Sukhi Gill, CTO EMEA & HP Fellow
The idea is to gauge innovation value by how excited the business units outside of IT get with the concepts. Conversations are sparked by discussing major disrupters and how to get budget to keep the lights on and innovate.
Case in point, the new Galaxy phone is equivalent computing power to a rack of servers and storage from 2000. How do we get the business to take the "cool" things like incredible hand-held power, pervasive network access, and social media and get them to fund IT to enable those things they want to use to be usable.
Adopting new technologies without a business model to support them is setting yourself up for failure. In most organizations, IT innovation lags behind business, and we're constantly playing a game of catch-up.
So what are the top three disruptors?
Consumerisation of IT, or BYOD as it's more familiarly known in our industry. Start with allowing email access through consumerised devices, then address the mobility challenges of which apps should be allowed, and which should not. Virtualisation and mobile delivery of the core user functions of business applications is where we should focus our attention.

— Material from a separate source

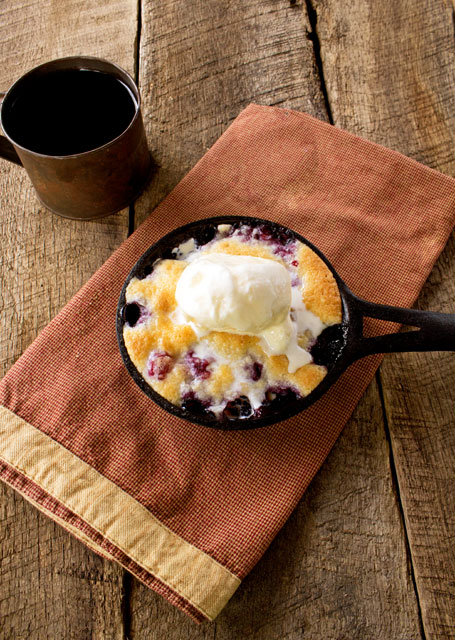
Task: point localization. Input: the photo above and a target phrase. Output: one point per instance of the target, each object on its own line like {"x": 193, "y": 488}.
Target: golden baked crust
{"x": 220, "y": 366}
{"x": 320, "y": 290}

Cloud is continuing to pervade, and the convergence of clouds will make public cloud offerings more appealing. The IT department will have to change, as they are more so brokers of movement to cloud services, and must manage the IT supply chain with extreme diligence.
Big Data and real-time analytics. 85% of organisational data is not formatted in a way that meta-data is available to readily locate and understand the context of the data. We are increasingly forced to understand unstructured data by legislation, and the pure quantity. Sukhi provided the idea of placing sensors in our luggage to track where it is via our mobile devices, where most of the actual information is available, and the technology is all about, but the data isn't used,mor even understood where to be found. This example is how a consumer demand drives business technology change.
If we as IT leaders lead budget conversations with infrastructure upgrades and software revisions, we won't make our case. If we talk about real business problems, and how we can address them with game changing technologies, we are more likely to get the funding needed to balance operations and innovation. Identify the biggest business problems, break down the complexity of the problems, and look for options to solve those components. We must be bold in addressing the disruptive technologies with the business.
Consider writing a business briefing document that poses "what if our competitors did this before us?"
Have an annual budget planning meeting with the business units where you share a roadmap with the business units on how your business could be disrupted, and spark a conversation you've prepared for on how to adapt proactively. Scenario planning is vital, as is holding workshops using demonstrations. As an example, corning.com and hp.com have public domain videos of what the future technologies they are developing are like.
Combine innovation in infrastructure refresh projects.